PdDistrict,Hour,CrimeNumber
MISSION,0,16797
MISSION,1,11125
MISSION,2,8930
MISSION,3,5599
MISSION,4,3920
MISSION,5,3089
MISSION,6,4791
MISSION,7,7449
MISSION,8,10647
MISSION,9,11453


1. The top three most dangerours districts are SOUTHERN(399785), MISSION(300076), NORTHERN(272713). 
2. By looking through the houly crimes, SOUTHERN has more over crimes than the other two distict, which needs to have more police power covered. 
3. The number of crimes are lowest around 5AM, and during the noon, there is an increase in crime numbers. So the police force shoud be out during noon and before 8pm.

In [21]:
# For different category of crime, find the percentage of resolution.
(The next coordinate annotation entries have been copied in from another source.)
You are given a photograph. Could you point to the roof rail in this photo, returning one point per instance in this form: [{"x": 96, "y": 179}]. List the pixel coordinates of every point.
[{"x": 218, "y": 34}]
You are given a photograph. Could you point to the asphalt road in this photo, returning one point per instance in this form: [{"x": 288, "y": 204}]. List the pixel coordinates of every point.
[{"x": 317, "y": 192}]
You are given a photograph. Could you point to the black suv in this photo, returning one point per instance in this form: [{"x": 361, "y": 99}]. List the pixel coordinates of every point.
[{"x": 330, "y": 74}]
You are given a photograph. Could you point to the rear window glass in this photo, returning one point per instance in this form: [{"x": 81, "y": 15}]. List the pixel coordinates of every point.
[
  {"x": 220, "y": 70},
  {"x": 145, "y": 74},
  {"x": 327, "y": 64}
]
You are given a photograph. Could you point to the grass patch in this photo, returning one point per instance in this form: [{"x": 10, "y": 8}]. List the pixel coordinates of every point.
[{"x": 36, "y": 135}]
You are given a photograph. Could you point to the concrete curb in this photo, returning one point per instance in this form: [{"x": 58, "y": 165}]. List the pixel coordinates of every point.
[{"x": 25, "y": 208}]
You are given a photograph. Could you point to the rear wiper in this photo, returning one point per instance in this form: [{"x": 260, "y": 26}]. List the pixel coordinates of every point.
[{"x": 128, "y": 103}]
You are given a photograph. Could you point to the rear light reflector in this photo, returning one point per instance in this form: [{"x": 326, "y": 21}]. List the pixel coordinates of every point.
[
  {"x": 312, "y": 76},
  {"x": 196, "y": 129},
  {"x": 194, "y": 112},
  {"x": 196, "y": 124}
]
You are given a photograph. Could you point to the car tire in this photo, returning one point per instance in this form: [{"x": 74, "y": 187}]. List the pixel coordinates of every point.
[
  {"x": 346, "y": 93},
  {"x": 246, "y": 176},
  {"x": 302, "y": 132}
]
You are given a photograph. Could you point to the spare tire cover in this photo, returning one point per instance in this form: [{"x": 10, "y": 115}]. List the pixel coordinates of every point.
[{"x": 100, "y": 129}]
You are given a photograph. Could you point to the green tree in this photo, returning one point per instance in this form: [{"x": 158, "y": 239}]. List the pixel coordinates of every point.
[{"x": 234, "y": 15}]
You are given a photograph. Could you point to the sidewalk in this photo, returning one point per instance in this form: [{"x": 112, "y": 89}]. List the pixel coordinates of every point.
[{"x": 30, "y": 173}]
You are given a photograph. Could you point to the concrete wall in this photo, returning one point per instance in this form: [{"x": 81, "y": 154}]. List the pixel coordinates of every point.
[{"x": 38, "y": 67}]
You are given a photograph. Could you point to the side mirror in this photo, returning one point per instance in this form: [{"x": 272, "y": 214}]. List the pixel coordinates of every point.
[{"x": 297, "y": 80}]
Based on the output, give my hints to adjust the policy.
res = spark.sql("SELECT Category, Resolution, Count(*) AS Count \
                       FROM sf_crime GROUP BY Category, Resolution ORDER BY Category, Resolution")

res.createOrReplaceTempView("resolution")

In [22]:
percentOfRes = spark.sql("SELECT Category, Solved, Unsolved, Solved/(Solved + Unsolved) AS PercentageOfSolved \
                      FROM (SELECT Category, SUM (CASE WHEN Resolution in ('NONE') THEN Count ELSE 0 END) AS Unsolved, \
                      SUM (CASE WHEN Resolution in ('UNFOUNDED') THEN Count ELSE 0 END) as Solved \
                      FROM resolution GROUP BY Category) ORDER BY PercentageOfSolved DESC")

display(percentOfRes)

Category,Solved,Unsolved,PercentageOfSolved
"SEX OFFENSES, FORCIBLE",504,6845,0.0685807592869778
FAMILY OFFENSES,43,680,0.0594744121715076
"SEX OFFENSES, NON FORCIBLE",13,212,0.0577777777777777
VEHICLE THEFT,4789,115980,0.0396542158997756
NON-CRIMINAL,7404,184858,0.0385099499641114
SUSPICIOUS OCC,2573,70986,0.0349787245612365
MISSING PERSON,1014,30289,0.03239306136792
PORNOGRAPHY/OBSCENE MAT,1,33,0.0294117647058823
PROSTITUTION,25,850,0.0285714285714285
FORGERY/COUNTERFEITING,393,14449,0.0264789111979517


As the result shown above, we can see that the top three crime resolution issue involves sex offenses, vehicle theft and family offenses under the influence. However, the lowest resolution rate goes to larcency/theft, recovered vechicle and vandalism cases. Thus, we need to adjust policy and give more attention to property theft and vehicle related issue.

- For this exploratory data project, my main goal is to look at the crime data at San Fransisco from 2003 to 2008 and gain some insights into trends of crime and in order to provide some police power, policy adjustment and tourism advices.

- The dataset on SF crime records over two million data points and with some features including IncidntNum, Category, Descript, DayOfWeek and so on. With such a big dataset, I performed it based on Spark SQL and Dataframe.

- When I used Spark SQL and Spark Dataframe API to conduct my project, I learn about the most dangerous crime districts, trend of yearly basis, monthly basis and hourly basis. I also looked at the resolution rate of different categories of crimes to see how to handle it well over the time.